'It's hard to know if Church can survive'
RTE's Religion Correspondent Joe Little speaking on the news after the report's release
There's a point that was made by Dermot Ahern when he was launching the report, in a paragraph which I'm not actually sure he delivered but it's in his script, "that the report isn't about the abuse that was perpetrated but it's about the cover-ups".
I think that is going to disturb a lot of people who have very little involvement or no involvement in the Catholic Church and devout Catholics as well, because I think people will wonder if an institution as central to the people of Ireland was acting in this corrupt way, in relation to the most vulnerable citizens in the country, what else was done?
How many other children are there who can't be discovered by a commission of inquiry; how many other children suffered; how much of the psychiatric distress in the country may be traceable to the failure of a revered institution to give good example to help the weak, to help the distressed when they brought their claims forward and looked for a sympathetic ear? We heard in Paul Reynolds' report about the praise that was heaped on gardai, both on the ground and on senior ranks, who resisted the pressure from bishops who otherwise had very good reputations.

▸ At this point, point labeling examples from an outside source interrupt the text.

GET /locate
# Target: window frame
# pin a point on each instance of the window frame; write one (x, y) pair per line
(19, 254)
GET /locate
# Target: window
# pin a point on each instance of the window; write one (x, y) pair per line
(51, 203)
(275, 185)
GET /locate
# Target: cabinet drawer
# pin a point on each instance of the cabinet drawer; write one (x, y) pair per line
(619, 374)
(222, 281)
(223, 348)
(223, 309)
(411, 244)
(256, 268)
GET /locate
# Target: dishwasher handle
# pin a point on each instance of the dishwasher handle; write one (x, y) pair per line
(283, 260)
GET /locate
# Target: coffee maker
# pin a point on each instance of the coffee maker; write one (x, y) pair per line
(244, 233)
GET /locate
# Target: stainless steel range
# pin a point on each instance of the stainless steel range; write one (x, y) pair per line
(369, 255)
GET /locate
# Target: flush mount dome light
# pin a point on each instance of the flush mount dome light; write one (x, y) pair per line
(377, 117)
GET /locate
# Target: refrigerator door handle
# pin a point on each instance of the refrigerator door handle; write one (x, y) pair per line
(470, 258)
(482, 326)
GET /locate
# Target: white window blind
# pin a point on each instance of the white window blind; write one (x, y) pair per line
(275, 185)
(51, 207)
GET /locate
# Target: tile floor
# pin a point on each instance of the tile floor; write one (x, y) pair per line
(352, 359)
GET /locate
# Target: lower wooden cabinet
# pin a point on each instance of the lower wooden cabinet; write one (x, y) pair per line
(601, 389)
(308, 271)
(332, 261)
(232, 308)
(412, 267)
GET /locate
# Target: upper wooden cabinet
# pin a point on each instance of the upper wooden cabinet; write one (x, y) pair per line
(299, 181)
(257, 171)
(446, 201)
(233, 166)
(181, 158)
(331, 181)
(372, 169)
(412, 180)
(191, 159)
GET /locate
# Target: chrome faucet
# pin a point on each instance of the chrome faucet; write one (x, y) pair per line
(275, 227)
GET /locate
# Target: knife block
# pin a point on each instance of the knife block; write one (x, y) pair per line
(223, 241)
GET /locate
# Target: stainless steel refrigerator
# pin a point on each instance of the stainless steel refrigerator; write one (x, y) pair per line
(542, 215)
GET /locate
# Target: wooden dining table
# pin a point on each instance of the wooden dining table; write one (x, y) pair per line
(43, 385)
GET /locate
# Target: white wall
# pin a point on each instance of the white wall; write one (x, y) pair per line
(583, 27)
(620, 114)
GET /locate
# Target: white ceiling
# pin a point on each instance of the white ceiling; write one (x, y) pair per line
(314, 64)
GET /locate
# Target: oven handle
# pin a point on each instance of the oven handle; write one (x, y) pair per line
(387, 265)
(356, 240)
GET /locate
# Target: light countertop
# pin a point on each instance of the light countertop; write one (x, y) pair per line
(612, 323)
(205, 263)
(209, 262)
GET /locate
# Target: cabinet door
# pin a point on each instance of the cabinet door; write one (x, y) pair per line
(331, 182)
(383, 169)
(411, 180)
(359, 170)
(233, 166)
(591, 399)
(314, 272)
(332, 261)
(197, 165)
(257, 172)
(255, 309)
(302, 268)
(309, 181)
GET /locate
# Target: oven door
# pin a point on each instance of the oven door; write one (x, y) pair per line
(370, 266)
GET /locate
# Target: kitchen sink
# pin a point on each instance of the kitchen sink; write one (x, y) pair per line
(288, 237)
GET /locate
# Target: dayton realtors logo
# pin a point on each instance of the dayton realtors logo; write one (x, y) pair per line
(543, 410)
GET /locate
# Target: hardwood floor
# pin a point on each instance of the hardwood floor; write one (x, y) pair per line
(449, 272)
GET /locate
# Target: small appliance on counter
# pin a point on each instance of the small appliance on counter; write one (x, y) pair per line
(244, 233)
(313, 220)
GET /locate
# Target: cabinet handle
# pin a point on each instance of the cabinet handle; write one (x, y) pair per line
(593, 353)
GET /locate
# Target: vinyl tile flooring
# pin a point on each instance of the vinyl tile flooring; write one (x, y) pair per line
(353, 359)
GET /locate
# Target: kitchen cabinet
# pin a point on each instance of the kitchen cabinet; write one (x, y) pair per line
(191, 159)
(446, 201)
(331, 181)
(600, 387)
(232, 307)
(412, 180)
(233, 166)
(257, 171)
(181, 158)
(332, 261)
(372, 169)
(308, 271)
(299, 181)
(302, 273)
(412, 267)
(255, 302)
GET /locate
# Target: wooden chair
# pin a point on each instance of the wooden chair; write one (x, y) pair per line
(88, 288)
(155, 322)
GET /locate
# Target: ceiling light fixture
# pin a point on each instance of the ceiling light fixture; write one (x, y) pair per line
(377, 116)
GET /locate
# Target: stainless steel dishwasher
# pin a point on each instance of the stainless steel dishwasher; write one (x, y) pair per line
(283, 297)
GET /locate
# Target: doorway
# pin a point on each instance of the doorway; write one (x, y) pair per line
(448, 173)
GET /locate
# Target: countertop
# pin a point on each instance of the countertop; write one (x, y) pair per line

Bishop James Kavanagh was known as the "working man's bishop" in this city and yet it took very spunky gardai to actually stand up to the pressures that they were put under; I think that this is a very telling insight into the failure of civic Ireland to stand up against a royalty, the princes of the Church who had ancient rights over the lives of people and who wouldn't allow the advance of much secularised criticism of a civil state. To work with a civil law was not permitted by many elements in the Catholic Church, by the ruling elements, by the largest diocese where most ordained people, where most nuns, where many lay people wished to serve the Church because this was the prestige diocese and now this shame is over it.
It's hard to know if the Catholic Church in Ireland can survive. The only glimmer of hope is the sheer perseverance of many Catholics like Marie Collins, like Andrew Madden and many others, the school teachers who supported people like that, who insisted that these cases be brought centre stage in these diocese and who suffered for doing it. The ray of hope is that such people had such resolve to make sure that justice would eventually be done, and it must be a cause of great celebration tonight that justice has been done in their lifetimes, particularly in the case of Marie Collins and Andrew Madden. And there are many like them.